Le secteur de l’enseignement supérieur en Guinée est de nouveau sous tension. Le Syndicat National Autonome de l’Enseignement Supérieur et de la Recherche Scientifique (SNAESURS) agite la menace d’une reprise imminente de sa grève suspendue en juillet 2023. Dans une lettre officielle adressée au ministre de l’Enseignement supérieur, Alpha Bacar Barry, le syndicat dénonce le non-respect répété des engagements pris par les autorités et fixe un ultimatum clair : le 9 juin 2025.
Dans sa correspondance datée du 20 mai, le bureau exécutif du SNAESURS dénonce notamment la gestion centralisée, par le ministère, des frais d’inscription et de réinscription des étudiants. Le syndicat y voit une atteinte grave aux libertés académiques et à l’autonomie des Institutions d’Enseignement Supérieur (IES), garanties pourtant par les textes en vigueur.
« Cette décision s’inscrit dans un contexte de non-respect des engagements antérieurement pris, notamment en ce qui concerne le reversement des montants issus des frais d’inscription.
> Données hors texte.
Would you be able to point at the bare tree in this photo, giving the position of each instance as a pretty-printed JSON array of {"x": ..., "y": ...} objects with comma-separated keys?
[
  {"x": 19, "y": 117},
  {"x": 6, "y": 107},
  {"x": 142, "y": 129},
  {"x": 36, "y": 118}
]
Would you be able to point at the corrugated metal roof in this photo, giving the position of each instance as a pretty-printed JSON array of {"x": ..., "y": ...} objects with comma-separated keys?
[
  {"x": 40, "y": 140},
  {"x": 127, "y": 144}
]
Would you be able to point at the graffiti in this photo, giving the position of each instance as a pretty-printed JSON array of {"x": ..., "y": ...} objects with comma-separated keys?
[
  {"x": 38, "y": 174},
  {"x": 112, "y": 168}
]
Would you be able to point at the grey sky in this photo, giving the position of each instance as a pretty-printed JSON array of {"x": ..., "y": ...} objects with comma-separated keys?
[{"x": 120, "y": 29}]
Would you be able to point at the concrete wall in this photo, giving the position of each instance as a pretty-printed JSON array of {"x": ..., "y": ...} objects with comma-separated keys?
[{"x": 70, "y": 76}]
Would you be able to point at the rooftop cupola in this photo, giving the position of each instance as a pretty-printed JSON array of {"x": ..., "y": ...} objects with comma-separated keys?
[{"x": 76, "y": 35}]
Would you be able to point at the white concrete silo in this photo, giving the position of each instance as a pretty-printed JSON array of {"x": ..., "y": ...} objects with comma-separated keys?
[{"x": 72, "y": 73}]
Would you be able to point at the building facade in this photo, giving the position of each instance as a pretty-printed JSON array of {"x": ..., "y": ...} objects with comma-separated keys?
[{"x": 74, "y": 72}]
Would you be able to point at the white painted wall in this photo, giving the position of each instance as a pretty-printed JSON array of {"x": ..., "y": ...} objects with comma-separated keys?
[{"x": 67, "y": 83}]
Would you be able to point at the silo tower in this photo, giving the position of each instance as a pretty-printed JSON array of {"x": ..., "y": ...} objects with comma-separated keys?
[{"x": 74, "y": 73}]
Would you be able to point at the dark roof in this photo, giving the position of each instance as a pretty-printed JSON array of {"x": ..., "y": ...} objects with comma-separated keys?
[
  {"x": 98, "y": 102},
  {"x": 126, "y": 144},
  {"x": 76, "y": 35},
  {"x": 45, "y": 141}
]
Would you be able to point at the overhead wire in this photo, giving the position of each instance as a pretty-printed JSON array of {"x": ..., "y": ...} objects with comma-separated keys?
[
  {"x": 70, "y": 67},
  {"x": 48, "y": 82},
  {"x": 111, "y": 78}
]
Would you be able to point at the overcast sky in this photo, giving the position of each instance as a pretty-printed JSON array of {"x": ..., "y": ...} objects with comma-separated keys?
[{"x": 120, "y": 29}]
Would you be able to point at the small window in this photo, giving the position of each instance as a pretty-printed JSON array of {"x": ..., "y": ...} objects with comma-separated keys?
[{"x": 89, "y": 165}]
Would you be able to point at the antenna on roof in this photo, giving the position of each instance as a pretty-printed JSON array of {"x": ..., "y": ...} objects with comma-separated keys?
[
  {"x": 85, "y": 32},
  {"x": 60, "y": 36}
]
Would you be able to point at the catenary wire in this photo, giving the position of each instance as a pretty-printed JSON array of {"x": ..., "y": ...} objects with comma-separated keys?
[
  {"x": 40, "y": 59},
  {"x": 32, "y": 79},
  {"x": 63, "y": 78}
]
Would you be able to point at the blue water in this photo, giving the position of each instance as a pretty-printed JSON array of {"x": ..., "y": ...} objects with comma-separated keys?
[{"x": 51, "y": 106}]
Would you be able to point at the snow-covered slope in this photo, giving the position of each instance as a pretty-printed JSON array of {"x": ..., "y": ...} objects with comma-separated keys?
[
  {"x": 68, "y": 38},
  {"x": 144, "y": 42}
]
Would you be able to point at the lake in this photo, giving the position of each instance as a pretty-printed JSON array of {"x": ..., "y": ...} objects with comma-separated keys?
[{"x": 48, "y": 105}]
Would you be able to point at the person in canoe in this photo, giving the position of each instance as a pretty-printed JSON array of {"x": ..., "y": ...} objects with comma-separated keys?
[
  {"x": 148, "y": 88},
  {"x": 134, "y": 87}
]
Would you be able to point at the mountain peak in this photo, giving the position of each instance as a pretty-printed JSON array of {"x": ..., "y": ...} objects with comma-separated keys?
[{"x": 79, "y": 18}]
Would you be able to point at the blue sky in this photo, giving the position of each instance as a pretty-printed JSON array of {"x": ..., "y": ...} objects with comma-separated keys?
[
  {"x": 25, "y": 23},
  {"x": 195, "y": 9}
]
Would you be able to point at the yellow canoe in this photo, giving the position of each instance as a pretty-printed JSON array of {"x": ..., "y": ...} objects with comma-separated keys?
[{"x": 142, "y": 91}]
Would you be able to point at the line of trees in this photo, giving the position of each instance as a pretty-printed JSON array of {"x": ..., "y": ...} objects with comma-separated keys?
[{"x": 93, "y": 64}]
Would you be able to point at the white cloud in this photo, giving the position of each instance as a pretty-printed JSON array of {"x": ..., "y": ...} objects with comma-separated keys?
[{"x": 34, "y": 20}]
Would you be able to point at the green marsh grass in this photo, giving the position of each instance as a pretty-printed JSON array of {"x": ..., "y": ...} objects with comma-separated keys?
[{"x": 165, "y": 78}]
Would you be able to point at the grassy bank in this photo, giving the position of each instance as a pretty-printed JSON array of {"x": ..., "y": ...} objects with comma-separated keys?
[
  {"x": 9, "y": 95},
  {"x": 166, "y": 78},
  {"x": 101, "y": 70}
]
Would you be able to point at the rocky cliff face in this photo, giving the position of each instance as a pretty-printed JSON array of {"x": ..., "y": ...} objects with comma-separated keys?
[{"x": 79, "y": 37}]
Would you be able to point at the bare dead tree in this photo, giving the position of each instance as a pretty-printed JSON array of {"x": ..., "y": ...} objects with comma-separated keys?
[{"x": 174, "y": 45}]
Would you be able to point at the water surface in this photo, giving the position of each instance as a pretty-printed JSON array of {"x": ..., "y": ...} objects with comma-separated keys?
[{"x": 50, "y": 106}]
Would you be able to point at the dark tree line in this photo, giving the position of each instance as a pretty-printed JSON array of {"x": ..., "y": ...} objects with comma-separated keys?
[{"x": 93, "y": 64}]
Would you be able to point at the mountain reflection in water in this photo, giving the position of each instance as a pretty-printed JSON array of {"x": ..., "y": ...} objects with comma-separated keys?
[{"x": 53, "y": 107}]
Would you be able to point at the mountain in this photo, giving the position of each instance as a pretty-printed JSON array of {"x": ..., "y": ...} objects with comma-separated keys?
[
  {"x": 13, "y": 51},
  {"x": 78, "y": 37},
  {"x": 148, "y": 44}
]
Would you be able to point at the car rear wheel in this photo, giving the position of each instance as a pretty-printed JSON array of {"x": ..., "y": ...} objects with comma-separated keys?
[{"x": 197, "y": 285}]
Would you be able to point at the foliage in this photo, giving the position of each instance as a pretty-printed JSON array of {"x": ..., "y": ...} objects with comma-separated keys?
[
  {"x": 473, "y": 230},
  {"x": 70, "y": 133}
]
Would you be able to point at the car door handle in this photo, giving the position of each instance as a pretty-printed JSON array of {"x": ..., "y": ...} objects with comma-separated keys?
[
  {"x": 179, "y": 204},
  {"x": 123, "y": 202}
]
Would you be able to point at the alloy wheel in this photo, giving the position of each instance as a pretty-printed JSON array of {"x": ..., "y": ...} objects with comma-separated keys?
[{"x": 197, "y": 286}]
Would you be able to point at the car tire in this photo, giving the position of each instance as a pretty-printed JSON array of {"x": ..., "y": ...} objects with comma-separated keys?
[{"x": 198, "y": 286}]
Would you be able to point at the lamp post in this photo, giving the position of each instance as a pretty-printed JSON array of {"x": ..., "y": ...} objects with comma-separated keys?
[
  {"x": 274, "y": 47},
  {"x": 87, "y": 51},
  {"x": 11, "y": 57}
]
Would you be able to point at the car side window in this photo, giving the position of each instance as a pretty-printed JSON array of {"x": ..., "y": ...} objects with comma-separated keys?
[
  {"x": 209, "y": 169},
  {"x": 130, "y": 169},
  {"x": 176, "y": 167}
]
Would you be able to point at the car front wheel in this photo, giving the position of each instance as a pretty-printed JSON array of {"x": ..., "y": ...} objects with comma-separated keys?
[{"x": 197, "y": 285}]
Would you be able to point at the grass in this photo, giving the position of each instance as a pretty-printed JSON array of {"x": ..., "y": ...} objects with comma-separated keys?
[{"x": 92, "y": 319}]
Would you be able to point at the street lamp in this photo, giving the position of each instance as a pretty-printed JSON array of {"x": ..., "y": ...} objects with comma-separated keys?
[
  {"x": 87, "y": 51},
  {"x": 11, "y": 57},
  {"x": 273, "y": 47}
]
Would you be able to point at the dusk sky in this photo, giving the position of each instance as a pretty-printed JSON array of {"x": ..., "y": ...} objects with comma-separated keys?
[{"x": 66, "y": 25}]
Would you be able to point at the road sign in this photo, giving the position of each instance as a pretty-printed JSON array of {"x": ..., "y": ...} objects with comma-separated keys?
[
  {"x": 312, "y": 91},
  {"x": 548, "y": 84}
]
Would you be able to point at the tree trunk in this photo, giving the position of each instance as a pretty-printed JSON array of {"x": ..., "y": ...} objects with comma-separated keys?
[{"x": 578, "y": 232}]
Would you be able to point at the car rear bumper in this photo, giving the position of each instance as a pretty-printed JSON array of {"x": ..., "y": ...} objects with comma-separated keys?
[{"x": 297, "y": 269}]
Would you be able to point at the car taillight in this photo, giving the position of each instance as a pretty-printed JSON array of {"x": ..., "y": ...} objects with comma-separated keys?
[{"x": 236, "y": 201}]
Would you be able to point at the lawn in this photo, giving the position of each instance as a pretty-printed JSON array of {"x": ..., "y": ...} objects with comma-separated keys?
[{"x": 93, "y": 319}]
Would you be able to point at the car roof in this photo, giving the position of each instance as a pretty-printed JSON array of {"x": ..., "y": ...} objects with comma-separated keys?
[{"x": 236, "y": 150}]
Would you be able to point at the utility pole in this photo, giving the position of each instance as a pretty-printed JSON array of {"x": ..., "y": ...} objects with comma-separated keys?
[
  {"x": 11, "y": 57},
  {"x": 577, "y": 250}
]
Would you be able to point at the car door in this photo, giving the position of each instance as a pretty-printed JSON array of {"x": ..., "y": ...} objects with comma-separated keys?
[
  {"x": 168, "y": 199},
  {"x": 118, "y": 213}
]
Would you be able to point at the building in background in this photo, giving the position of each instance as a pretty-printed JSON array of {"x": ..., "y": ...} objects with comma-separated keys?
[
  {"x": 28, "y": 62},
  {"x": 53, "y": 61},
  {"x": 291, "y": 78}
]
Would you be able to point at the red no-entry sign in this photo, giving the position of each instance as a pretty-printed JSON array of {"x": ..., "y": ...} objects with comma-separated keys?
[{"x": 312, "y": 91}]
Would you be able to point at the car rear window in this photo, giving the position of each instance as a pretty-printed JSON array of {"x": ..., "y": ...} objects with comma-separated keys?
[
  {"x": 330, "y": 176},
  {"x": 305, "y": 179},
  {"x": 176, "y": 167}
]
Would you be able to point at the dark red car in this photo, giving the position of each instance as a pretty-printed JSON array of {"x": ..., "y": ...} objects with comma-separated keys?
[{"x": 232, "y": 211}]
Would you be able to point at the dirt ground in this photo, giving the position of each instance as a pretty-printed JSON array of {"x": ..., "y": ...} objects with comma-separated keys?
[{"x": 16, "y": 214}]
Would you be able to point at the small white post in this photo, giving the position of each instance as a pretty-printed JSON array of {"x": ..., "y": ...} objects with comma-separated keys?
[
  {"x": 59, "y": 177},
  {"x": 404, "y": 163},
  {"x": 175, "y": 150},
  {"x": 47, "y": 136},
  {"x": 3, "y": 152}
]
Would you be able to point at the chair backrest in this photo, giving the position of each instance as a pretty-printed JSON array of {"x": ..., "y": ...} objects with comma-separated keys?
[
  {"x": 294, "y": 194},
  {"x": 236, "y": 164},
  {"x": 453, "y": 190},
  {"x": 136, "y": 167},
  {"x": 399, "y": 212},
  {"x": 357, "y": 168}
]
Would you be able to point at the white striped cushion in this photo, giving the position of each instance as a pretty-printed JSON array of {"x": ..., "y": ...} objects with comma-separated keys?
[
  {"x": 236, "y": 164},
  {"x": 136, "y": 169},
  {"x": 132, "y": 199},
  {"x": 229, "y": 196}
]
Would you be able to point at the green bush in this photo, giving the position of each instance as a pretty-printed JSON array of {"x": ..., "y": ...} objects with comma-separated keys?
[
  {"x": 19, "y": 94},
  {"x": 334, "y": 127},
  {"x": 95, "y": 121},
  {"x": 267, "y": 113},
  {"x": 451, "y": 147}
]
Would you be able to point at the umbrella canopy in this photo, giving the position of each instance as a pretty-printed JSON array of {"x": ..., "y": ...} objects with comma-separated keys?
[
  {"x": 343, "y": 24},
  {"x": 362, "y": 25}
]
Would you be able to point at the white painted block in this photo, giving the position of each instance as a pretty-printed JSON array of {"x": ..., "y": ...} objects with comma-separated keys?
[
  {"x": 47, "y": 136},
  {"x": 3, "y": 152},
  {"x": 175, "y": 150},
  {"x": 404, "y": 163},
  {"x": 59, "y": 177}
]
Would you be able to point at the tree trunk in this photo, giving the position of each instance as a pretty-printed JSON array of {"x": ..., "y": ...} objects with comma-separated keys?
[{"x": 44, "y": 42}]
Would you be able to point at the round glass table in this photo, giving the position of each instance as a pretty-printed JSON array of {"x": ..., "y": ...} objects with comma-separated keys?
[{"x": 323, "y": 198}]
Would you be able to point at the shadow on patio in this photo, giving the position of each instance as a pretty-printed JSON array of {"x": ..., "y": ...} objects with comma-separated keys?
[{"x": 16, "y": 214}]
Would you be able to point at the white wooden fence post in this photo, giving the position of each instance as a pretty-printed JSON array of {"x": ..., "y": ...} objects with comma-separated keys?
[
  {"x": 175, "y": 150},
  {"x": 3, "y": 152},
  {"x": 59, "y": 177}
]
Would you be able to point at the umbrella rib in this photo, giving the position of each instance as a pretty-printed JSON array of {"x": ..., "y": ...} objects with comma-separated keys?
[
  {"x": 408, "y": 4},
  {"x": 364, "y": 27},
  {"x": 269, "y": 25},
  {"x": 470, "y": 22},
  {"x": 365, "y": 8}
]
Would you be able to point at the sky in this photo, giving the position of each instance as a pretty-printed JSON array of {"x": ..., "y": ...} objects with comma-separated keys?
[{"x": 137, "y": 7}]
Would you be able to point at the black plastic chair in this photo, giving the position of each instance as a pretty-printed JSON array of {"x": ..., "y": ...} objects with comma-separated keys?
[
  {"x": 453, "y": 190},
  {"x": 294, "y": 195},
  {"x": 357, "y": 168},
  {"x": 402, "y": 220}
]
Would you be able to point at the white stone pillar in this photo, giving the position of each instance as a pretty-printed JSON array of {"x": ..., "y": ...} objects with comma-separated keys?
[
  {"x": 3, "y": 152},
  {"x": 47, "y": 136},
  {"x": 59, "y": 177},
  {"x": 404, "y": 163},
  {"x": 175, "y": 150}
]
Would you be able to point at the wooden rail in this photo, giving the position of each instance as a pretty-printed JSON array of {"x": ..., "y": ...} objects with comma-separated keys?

Malgré les assurances du secrétaire général du MESRSI, aucun paiement n’a été effectué, plus de deux mois après notre dernière rencontre », souligne le syndicat.
Par ailleurs, le SNAESURS fustige le retard dans l’application du décret n°0027/PRG/SGG du 24 janvier 2024, relatif à la rémunération spécifique du personnel de l’enseignement supérieur. Ce décret, pourtant publié au Journal Officiel, n’est toujours pas appliqué dans son intégralité.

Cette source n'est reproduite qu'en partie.